Tribunal hearing reveals extent of construction collusion

The two-day sitting of the competition tribunal hearing revealed the extent of the collusion within the construction sector between 1999 and 2009. (Delwyn Verasamy, M&G)

The two-day sitting of the competition tribunal hearing revealed the extent of the collusion within the construction sector between 1999 and 2009. (Delwyn Verasamy, M&G)

It also revealed many of the mechanisms used by the companies to facilitate the fraud.

The hearings held by the tribunal in Pretoria to decide if it would approve the settlement agreements arrived at through negotiations by the Competition Commission and 15 companies, saw companies revealing how payments were hidden on company books.

It was heard that cover pricing was also common, and the bid rigging, such as the dividing up of the World Cup projects, were also widespread and took place in other projects. Meetings were held between large construction companies around, not only the World Cup stadiums, but road projects in about 2006.

Cover pricing saw companies submitting bids where the prices offered by each company was known to competitors, and this generally happened when the other two bidders did not want the job.

Tender, or "losers" fees were paid to companies for the cost of submitting dummy tenders.
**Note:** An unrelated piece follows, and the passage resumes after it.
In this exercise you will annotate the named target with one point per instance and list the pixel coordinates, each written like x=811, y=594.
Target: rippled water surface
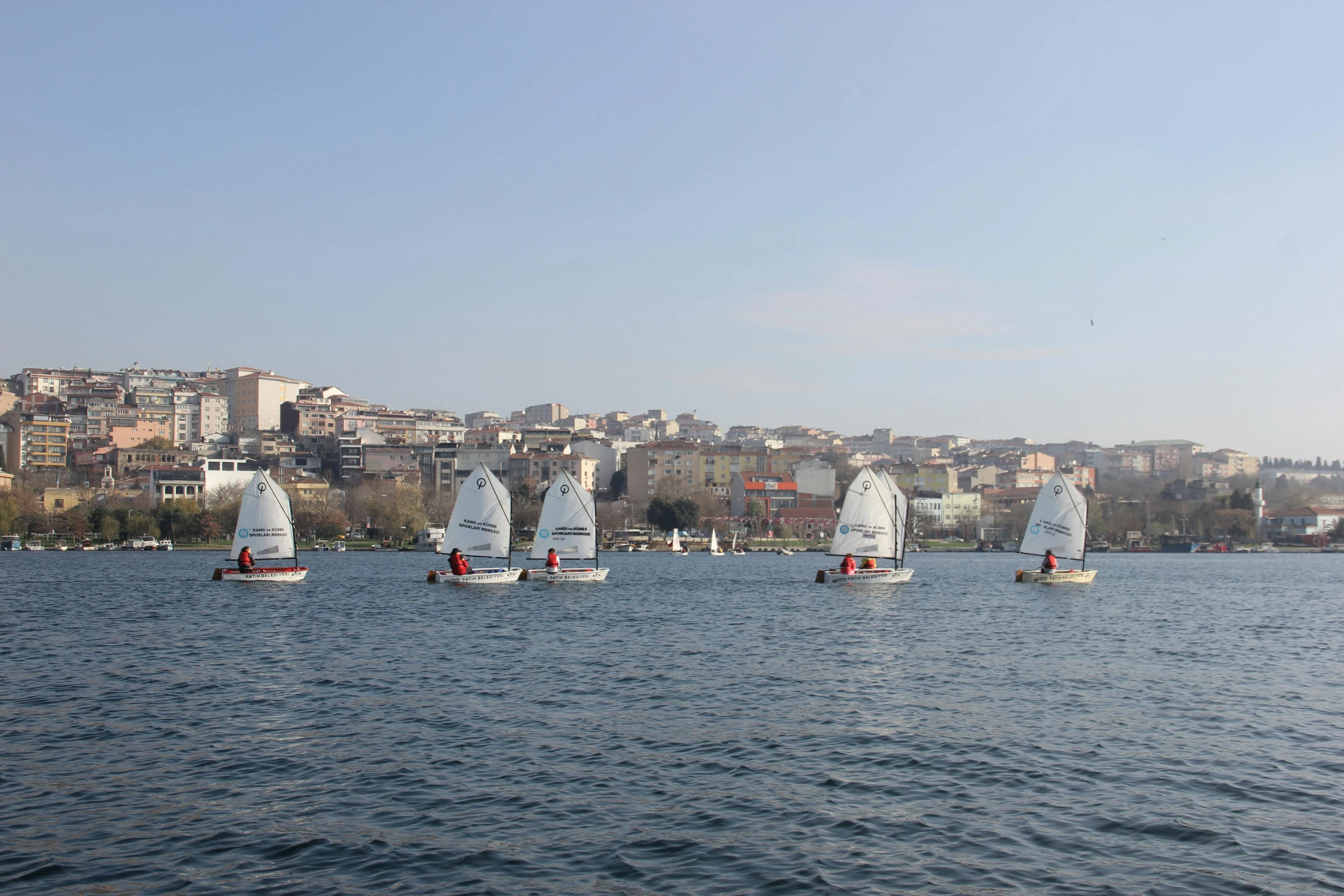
x=694, y=726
These were hidden by a number of companies in their books under "plant hire". It appears that auditors did not query these payments.
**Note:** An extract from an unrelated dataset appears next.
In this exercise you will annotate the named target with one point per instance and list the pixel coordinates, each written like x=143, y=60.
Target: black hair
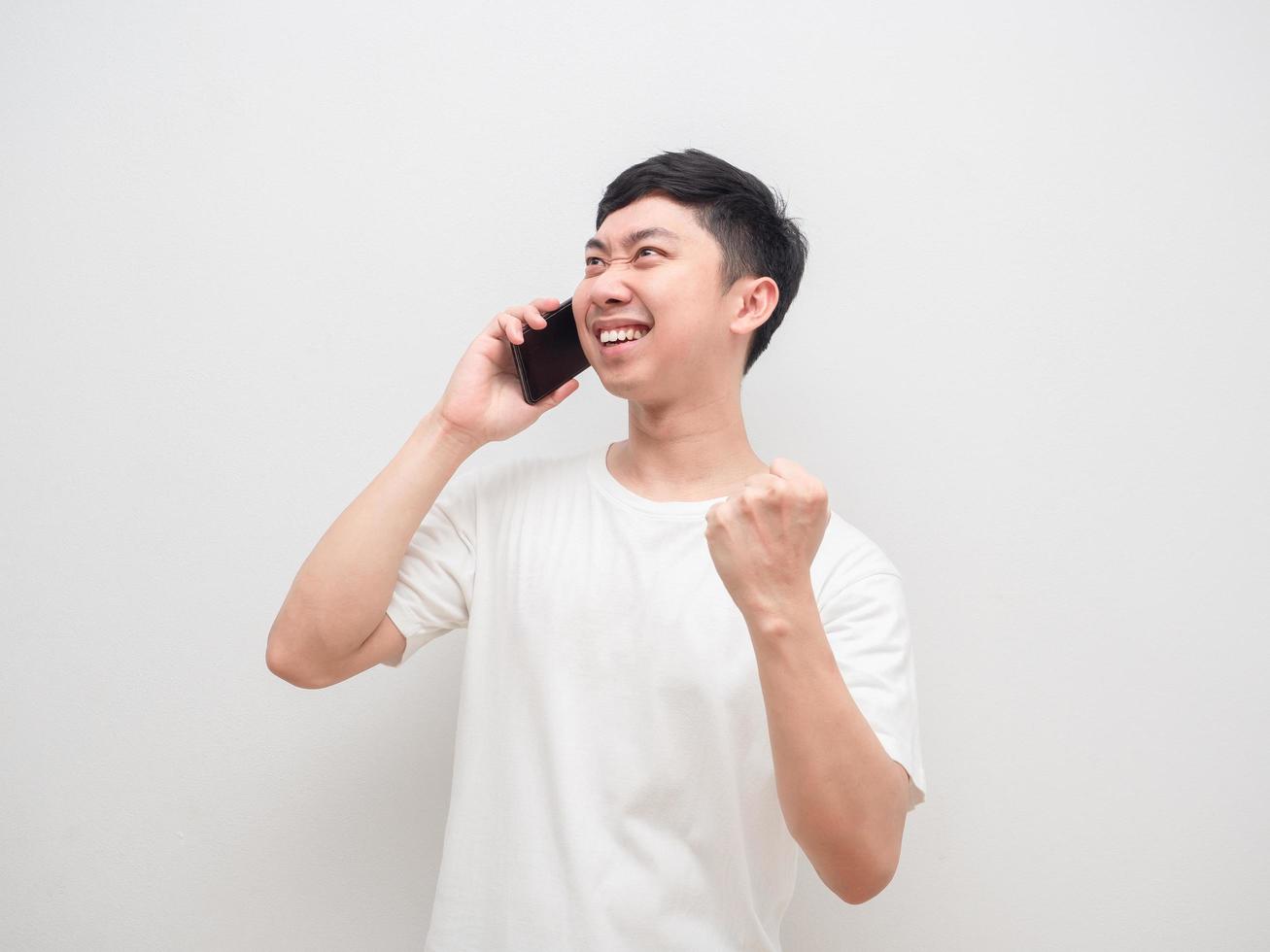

In one case, Esorfanki said it had paid out half-a-million rand in fees to two companies for submitting dummy tenders on a project. It placed these expenses under plant hire.

In many cases companies said they paid fees but could not find the evidence of the payments because "it's hard to know how they were recorded in financial statements without knowing the full amount".

Cover pricing
Neil Cloete, chief executive of G Liviero & Son, on Thursday said the cover pricing was “endemic” in the period under review by the tribunal – namely 2006 to 2009.
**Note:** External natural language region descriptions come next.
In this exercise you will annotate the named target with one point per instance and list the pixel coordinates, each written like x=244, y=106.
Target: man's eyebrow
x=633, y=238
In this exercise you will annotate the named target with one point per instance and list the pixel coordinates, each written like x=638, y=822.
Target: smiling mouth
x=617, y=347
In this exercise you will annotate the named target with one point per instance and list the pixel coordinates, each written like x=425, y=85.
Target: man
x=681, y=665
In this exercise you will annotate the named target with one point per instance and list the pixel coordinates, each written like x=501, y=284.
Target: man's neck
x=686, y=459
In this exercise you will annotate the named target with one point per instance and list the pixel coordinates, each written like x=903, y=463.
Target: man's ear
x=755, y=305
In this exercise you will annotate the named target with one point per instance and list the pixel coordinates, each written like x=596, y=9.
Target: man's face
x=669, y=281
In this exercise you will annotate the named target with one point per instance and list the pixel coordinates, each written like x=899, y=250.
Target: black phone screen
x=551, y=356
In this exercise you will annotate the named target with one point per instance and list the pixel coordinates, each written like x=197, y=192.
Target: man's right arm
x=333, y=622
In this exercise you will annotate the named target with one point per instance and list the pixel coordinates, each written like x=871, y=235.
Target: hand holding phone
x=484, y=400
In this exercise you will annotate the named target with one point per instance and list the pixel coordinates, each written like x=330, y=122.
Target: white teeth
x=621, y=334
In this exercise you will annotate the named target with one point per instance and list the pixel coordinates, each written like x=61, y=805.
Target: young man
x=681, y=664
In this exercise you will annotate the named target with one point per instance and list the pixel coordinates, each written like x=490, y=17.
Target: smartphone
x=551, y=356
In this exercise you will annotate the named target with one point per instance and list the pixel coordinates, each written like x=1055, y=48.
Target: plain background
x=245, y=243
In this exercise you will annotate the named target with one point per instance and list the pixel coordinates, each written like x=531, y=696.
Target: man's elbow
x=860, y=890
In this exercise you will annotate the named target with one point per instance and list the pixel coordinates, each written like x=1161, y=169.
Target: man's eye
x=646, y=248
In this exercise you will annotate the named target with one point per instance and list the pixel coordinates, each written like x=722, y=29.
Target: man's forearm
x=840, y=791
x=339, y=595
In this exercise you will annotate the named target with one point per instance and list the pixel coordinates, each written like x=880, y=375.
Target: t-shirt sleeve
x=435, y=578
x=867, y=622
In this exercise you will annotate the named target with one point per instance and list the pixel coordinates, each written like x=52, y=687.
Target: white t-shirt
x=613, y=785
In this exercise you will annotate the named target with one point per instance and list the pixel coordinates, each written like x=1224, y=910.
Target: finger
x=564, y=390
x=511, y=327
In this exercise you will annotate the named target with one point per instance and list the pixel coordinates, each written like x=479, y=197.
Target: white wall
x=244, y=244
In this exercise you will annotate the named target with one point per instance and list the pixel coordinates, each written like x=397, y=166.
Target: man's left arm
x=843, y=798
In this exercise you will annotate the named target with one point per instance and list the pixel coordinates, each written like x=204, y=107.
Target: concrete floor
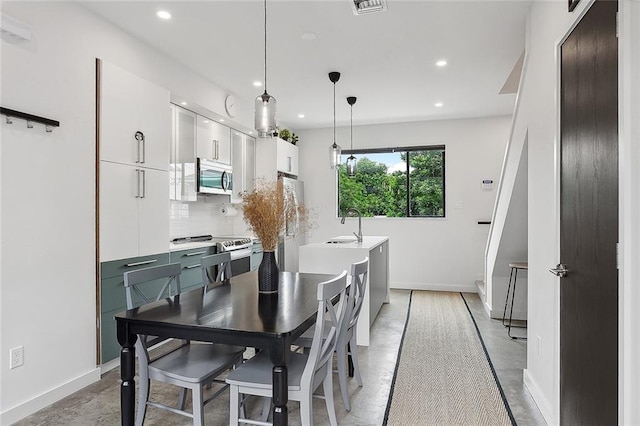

He was responding to questions from the Tribunal about what action was being taken against an employee who was involved in project that contravened the Competition Act. His response came as justification of why action had not been taken against the manager concerned. "We have taken the view that simple cover pricing was endemic in the construction sector at the time [2006], not only in South Africa but around the world,” Cloete said.

He said the last payment made in this regard by his company was in 2006.

The Competition Commission said cover pricing, even if it was bilateral, meant buyers were still being subjected to distorted pricing.

No action has been taken against any staff, although Murray & Roberts and WBHO have launched investigations, looking into bonuses paid to staff who have been implicated. One company said it was first awaiting the outcome of the tribunal hearings.

The tribunal chairperson Norman Manoim began to smile wryly after two days of being told by company after company that the staff involved in the Competition Act contraventions had retired or moved to the opposition, making action against guilty staff impossible. Manoim repeatedly asked the question: “Have you taken action against the staff member responsible for the project."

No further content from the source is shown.